The National Book Critics Circle handed out its annual awards on Thursday night at the New School’s Tishman Auditorium, with an old hand among the winners.

Robert A. CaroMartine Fougeron/Getty, for The New York Times Robert A. Caro

Robert A. Caro won in the biography category for the fourth volume in his epic life of Lyndon B. Johnson, “The Passage of Power.” The first two books in Mr. Caro’s series also won the Book Critics Circle award, and the third volume was a finalist. Michiko Kakutani wrote that in his latest book, Mr. Caro ses “the intimate knowledge of Johnson he’s acquired over 36 years to tell [the] story with consummate artistry and ardor.”

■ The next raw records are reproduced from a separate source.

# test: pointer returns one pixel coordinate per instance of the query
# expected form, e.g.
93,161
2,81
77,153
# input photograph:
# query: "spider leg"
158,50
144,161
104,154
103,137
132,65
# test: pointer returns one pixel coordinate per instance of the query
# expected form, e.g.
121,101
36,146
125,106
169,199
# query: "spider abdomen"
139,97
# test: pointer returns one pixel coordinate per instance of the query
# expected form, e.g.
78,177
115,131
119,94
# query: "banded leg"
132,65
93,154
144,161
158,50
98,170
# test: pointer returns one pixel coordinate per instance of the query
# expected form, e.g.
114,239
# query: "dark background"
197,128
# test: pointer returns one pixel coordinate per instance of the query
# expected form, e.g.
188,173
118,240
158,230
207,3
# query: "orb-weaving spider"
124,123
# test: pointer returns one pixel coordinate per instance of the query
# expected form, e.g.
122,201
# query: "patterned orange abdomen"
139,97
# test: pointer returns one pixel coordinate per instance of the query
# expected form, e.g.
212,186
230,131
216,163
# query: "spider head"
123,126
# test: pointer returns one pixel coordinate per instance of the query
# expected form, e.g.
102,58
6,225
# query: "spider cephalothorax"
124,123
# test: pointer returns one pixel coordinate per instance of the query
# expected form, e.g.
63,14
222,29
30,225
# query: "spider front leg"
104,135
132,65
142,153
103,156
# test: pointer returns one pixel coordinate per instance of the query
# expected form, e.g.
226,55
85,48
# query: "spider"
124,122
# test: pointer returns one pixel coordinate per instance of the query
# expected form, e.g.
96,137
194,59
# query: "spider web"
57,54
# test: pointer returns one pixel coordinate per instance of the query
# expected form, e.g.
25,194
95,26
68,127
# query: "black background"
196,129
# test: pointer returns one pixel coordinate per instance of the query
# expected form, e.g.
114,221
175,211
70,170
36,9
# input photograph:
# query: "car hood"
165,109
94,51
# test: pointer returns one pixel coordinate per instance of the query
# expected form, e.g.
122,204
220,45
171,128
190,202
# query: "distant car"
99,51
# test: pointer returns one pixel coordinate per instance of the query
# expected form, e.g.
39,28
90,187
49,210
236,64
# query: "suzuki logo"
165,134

Only two of the winners were present to accept their awards. The general nonfiction award went to Andrew Solomon for “Far From the Tree: Parents, Children, and the Search for Identity,” which Dwight Garner called a “knotty, gargantuan and lionhearted” book. And Ben Fountain was in town from Dallas to pick up the fiction award for “Billy Lynn’s Long Halftime Walk.” Janet Maslin wrote that the Dallas Cowboys game at the novel’s center is “an artfully detailed microcosm of America in general, and George W. Bush’s Texas in particular, during the Iraq war. Though it covers only a few hours, the book is a gripping, eloquent provocation.”

D. A. Powell won the poetry award for “Useless Landscape, or A Guide for Boys.” Marina Warner’s “Stranger Magic: Charmed States and the Arabian Nights” took home the prize for criticism, and the author and illustrator Leanne Shapton’s memoir “Swimming Studies” won in the autobiography category.

The circle’s annual Nona Balakian Citation for Excellence in Reviewing was given to William Deresiewicz. Sandra Gilbert and Susan Gubar, the authors of “The Madwoman in the Attic,” among other influential books of feinist literary criticism, accepted the Ivan Sandrof Lifetime Achievement Award with speeches via video.